Daisy followed the white woman’s gaze.
Peaceful like the grave
. She grunted her way up from the rocking chair. “I’ll have to put a few things in my suitcase.”
Little Elkhorn Pass
An outraged mountain bluebird trilled a shrill warning at the monster truck. A curious chipmunk scurrying along through the undergrowth halted abruptly to perch on a juniper stump and stare at the alien machine. A collared lizard, only recently emerged from hibernation and unaware of the stealthy approach of a hungry wild turkey, threatened the mammoth vehicle with a bobbing display. Sad to report, Mr.
Crotaphytus Collaris
was promptly beaked and swallowed by said turkey, who, having not the least interest in motor vehicles, trotted away in search of additional victuals, thus leaving reconnaissance of the pickup to the chipmunk, bluebird, and others.
But enough of local fauna; let us focus our attention upon the truck.
Look. No, not at the weed-choked forest road. Over there—just behind that thicket of blue-black spruce. Right. Almost hidden in the underbrush: Hurricane Hazel.
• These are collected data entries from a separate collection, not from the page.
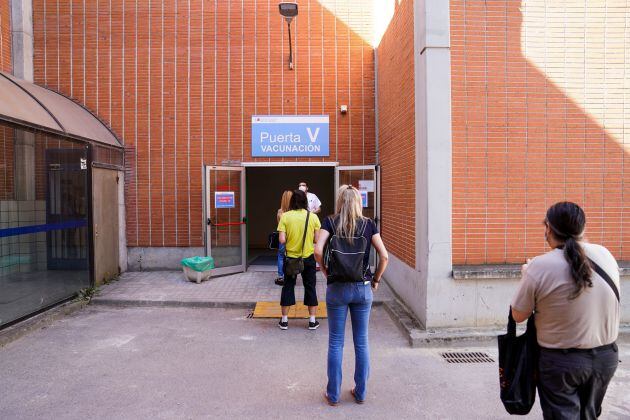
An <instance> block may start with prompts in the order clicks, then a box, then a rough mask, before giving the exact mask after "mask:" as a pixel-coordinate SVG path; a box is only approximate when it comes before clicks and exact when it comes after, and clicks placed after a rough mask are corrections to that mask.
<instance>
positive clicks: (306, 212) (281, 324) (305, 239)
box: [278, 190, 321, 330]
mask: <svg viewBox="0 0 630 420" xmlns="http://www.w3.org/2000/svg"><path fill="white" fill-rule="evenodd" d="M289 209H290V210H289V211H288V212H286V213H284V214H283V215H282V217H281V218H280V222H278V232H280V243H281V244H284V245H285V247H286V255H287V257H289V258H300V257H302V258H303V259H304V271H302V273H300V274H301V275H302V283H304V305H305V306H308V313H309V315H310V317H309V322H308V329H309V330H316V329H317V327H319V321H317V320H316V319H315V314H316V312H317V305H318V303H317V291H316V290H315V285H316V275H317V269H316V263H315V257H314V256H313V254H314V251H315V247H314V245H313V243H314V242H316V241H317V235H318V233H319V229H320V227H321V223H320V222H319V218H318V217H317V215H315V214H313V213H311V214H310V216H309V211H308V200H307V198H306V194H305V193H304V191H300V190H295V191H293V196H291V201H290V204H289ZM307 216H308V225H307V224H306V223H307ZM305 228H306V236H304V229H305ZM296 280H297V276H288V275H286V274H285V275H284V285H283V286H282V294H281V296H280V306H281V307H282V319H281V320H280V322H279V323H278V327H280V329H281V330H286V329H288V328H289V320H288V316H287V315H288V313H289V307H290V306H293V305H295V282H296Z"/></svg>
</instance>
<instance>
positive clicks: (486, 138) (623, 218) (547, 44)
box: [450, 0, 630, 264]
mask: <svg viewBox="0 0 630 420" xmlns="http://www.w3.org/2000/svg"><path fill="white" fill-rule="evenodd" d="M619 3H620V2H615V1H601V2H596V3H595V2H594V3H591V2H586V3H585V2H584V1H563V2H561V3H558V2H552V1H544V0H533V1H527V2H524V1H523V2H520V1H505V2H485V1H480V0H451V2H450V6H451V52H452V68H451V71H452V118H453V126H452V127H453V262H454V263H455V264H464V263H465V264H480V263H504V262H514V263H519V262H523V261H524V260H525V259H526V258H527V257H530V256H533V255H536V254H539V253H541V252H544V251H545V249H546V246H545V242H544V238H543V228H542V224H541V222H542V220H543V217H544V215H545V211H546V209H547V208H548V206H550V205H551V204H553V203H554V202H556V201H560V200H572V201H575V202H577V203H579V204H580V205H581V206H583V207H584V209H585V211H586V214H587V238H588V239H589V240H590V241H592V242H597V243H601V244H603V245H605V246H606V247H608V248H609V249H610V250H611V252H612V253H613V254H614V255H615V256H616V257H617V258H618V259H622V260H628V259H630V199H629V197H630V154H629V153H630V131H628V123H627V122H628V121H629V118H630V103H629V102H628V100H629V97H628V94H627V93H628V84H627V80H628V78H629V77H630V68H629V67H628V66H629V63H630V61H629V59H628V57H627V54H626V55H625V56H624V50H625V51H627V50H628V48H629V47H630V29H628V27H627V24H626V22H627V21H628V19H629V18H630V11H629V10H630V9H628V8H627V7H625V5H621V4H619ZM621 3H623V2H621ZM624 121H625V126H624Z"/></svg>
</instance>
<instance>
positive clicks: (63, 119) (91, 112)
mask: <svg viewBox="0 0 630 420" xmlns="http://www.w3.org/2000/svg"><path fill="white" fill-rule="evenodd" d="M0 87H1V88H0V120H1V121H6V122H8V123H12V124H16V125H19V126H23V127H27V128H31V129H35V130H39V131H43V132H47V133H50V134H56V135H60V136H62V137H66V138H69V139H74V140H79V141H82V142H90V143H96V144H99V145H104V146H107V147H113V148H116V149H122V148H123V146H122V142H121V141H120V139H119V138H118V137H117V136H116V135H115V134H114V133H113V132H112V130H111V129H110V128H109V127H108V126H107V125H106V124H105V123H104V122H103V121H101V120H100V119H99V118H98V117H97V116H96V115H95V114H94V113H92V112H91V111H90V110H89V109H87V108H86V107H85V106H83V105H82V104H80V103H78V102H76V101H74V100H72V99H70V98H68V97H67V96H65V95H63V94H61V93H59V92H55V91H53V90H51V89H48V88H45V87H42V86H39V85H36V84H34V83H30V82H27V81H25V80H22V79H19V78H16V77H14V76H12V75H10V74H7V73H4V72H0Z"/></svg>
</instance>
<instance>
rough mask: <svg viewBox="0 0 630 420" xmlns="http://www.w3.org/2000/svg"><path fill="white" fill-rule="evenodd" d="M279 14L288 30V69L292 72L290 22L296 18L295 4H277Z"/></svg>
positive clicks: (292, 52) (292, 53)
mask: <svg viewBox="0 0 630 420" xmlns="http://www.w3.org/2000/svg"><path fill="white" fill-rule="evenodd" d="M278 8H279V9H280V14H281V15H282V16H284V19H285V20H286V21H287V27H288V28H289V69H291V70H293V48H292V45H291V21H292V20H293V18H294V17H296V16H297V3H290V2H282V3H280V4H278Z"/></svg>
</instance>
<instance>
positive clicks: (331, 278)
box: [324, 217, 369, 282]
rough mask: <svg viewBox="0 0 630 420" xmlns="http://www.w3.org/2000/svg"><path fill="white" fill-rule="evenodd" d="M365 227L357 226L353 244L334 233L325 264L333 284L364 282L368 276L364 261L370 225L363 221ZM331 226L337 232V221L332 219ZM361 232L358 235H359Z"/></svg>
mask: <svg viewBox="0 0 630 420" xmlns="http://www.w3.org/2000/svg"><path fill="white" fill-rule="evenodd" d="M362 221H363V226H361V225H359V226H357V230H356V232H355V236H353V237H352V239H353V241H352V243H349V242H348V238H345V237H341V236H338V235H337V234H336V233H333V234H332V235H331V237H330V239H329V241H328V245H327V248H326V255H325V258H324V264H325V266H326V269H327V271H328V279H329V280H330V281H333V282H356V281H363V280H364V278H365V276H366V274H367V267H363V259H364V257H365V251H366V249H367V245H368V242H367V239H365V237H364V236H363V234H364V233H365V229H366V228H367V225H368V223H369V220H368V219H362ZM330 224H331V225H332V227H333V232H336V230H337V229H336V227H335V220H334V219H333V218H332V217H331V218H330ZM358 232H360V233H359V234H358V235H357V233H358Z"/></svg>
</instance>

Listen. One spark plug fouled by a crust of sooty carbon, her big engine idles at an unsteady throbbity-throb.
Peek inside the cab. See Tiger’s corpse, knees almost touching his chin, imitating a hideously overgrown fetus. His twice-folded form is on the floor, wedged between the passenger seat, the firewall, and the door.
As befits the alpha male, Nicholas Moxon has taken his rightful place in the driver’s seat.
Oblivious to the human being he had bludgeoned to death only minutes earlier, Moxon was enjoying this quiet time. He was, as nearly as a man of his sort can be, at peace. But do not be misled. Like Mr. Turner as he rolled down the mountain on that snowy night, Moxon’s condition was the very opposite of that
peace of God which passeth all understanding.
What he basked in was that temporary, superficial, shadow of peace—the counterfeit version that this world offers, that is, all too often—merely the proverbial calm before the whirlwind cometh.